8 de abril de 2009

Columna de Paulo Ramírez, periodista



Un hijo es OTRO

Las experiencias humanas son tremendamente complejas. A veces miramos la realidad con un sospechoso afán simplificador, con una actitud esquemática que por lo general esconde un fundado y, por lo mismo, explicable temor a las ambigüedades, a los equívocos, a la exhibición de las debilidades más dolorosas (que son, en definitiva, la materia prima de toda vida, aunque haya quienes jamás se vayan a dar cuenta).
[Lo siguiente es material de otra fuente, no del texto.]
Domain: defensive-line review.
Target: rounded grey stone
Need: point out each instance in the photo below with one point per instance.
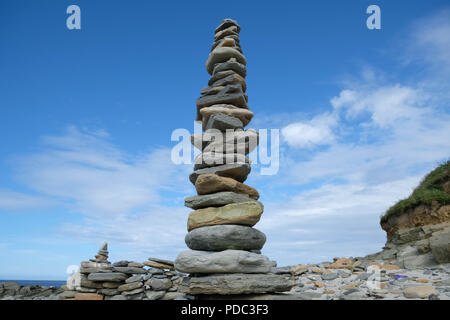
(217, 199)
(223, 237)
(227, 261)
    El matrimonio, la familia y los hijos pertenecen precisamente a ese ámbito de la experiencia humana que nunca terminamos de comprender y que nos apuramos en describir con un par de formulismos y lugares comunes para no tener que ahondar en sus infinitas implicancias. Porque en el círculo de lo familiar están los mayores desafíos que un ser humano pueda experimentar, sólo que no lo reconocemos (o lo reconocemos demasiado tarde, lo que no sé si es mejor o peor...). Decir, por ejemplo, que la llegada de un hijo es la experiencia más maravillosa de la vida suena perfectamente bien, y la frase la repetimos casi sin conciencia y encaja en todos los contextos. Pero es una declaración cliché, vacía de contenido y ocultadora del terremoto emotivo y relacional que involucra para toda persona, para toda pareja y para toda familia.
    La llegada de un hijo es el inicio de un proceso de enajenación personal que crece durante el resto de la existencia. Cuando es el primero, involucra un impacto que nos deja atontados durante un buen tiempo; después de recuperarnos comienza la toma de conciencia: llegaremos a entender que nunca habrá nada, ni siquiera nosotros mismos (nuestro tiempo, nuestra paz, nuestra fantasía) que nos pertenezca del todo y por completo.
    Las frases hechas dedicadas a los hijos son abundantes, y eso es muy sintomático: “Mi hijo no me ha dado más que alegrías”; “Este es el hijo que toda madre quisiera tener”; “Mi hijo es lo único que tengo”. Cuando las pronunciamos –no nos engañemos— sabemos que no estamos diciendo toda la verdad. Pero lo que escondemos no es para avergonzarse. El valor y el profundo misterio del amor filial están fundados justamente en la imperfección, en la mácula del objeto de nuestro cariño, los que, en definitiva, no son más que una repetición de nuestras propias manchas y debilidades.
    En los hijos ponemos demasiadas esperanzas dirigidas a nuestra propia satisfacción. Cuando llegan los cubrimos con nuestras ambiciones, convirtiéndolos en una prolongación del diseño de nuestra propia posición en el mundo. Esa versión del “amor” de padre y de madre (la del orgullo y de la infatuación) contiene una hiriente injusticia y es una simple celebración de sí mismo.
    Tener un hijo se confunde demasiado a menudo con un regocijo frívolo del ego, con la consecución de un objetivo cuyo sentido empieza y termina en nosotros mismos. Pero es exactamente lo contrario: una realidad dirigida hacia otro, hacia un ser que no nos es propio, que incluso tiende a escapar de nosotros, pero que nos domina a través de un yugo que es incluso más delicado que “el suave yugo del amor”: es el yugo del amor gratuito, inevitable, ineludible.
    No pretendo con todo esto amargarle la paternidad o la maternidad a nadie. De hecho, me considero un padre feliz, que ama a sus cuatro hijos y que se siente amado por ellos. Más bien transmito el avanzado estado de mi propio aprendizaje, que involucra entender que la “otredad” del hijo es superior a todo impulso posesivo, a toda protección en exceso, incluso a toda pretensión educativa (que lo digan, si no, tantos padres dolidos, frustrados, traicionados, dolorosamente solos). Entender que el hijo es otro es, probablemente, el mayor desafío de ser padre. Es aceptar a una persona diferente a uno (por más herencia que delaten los rasgos y los modos), plena de derechos y también de libertad. Un hijo no es un regalo: es un despojo, que, paradójicamente, buscamos con ansiedad y aceptamos con gratitud, porque nos hace definitivamente humanos.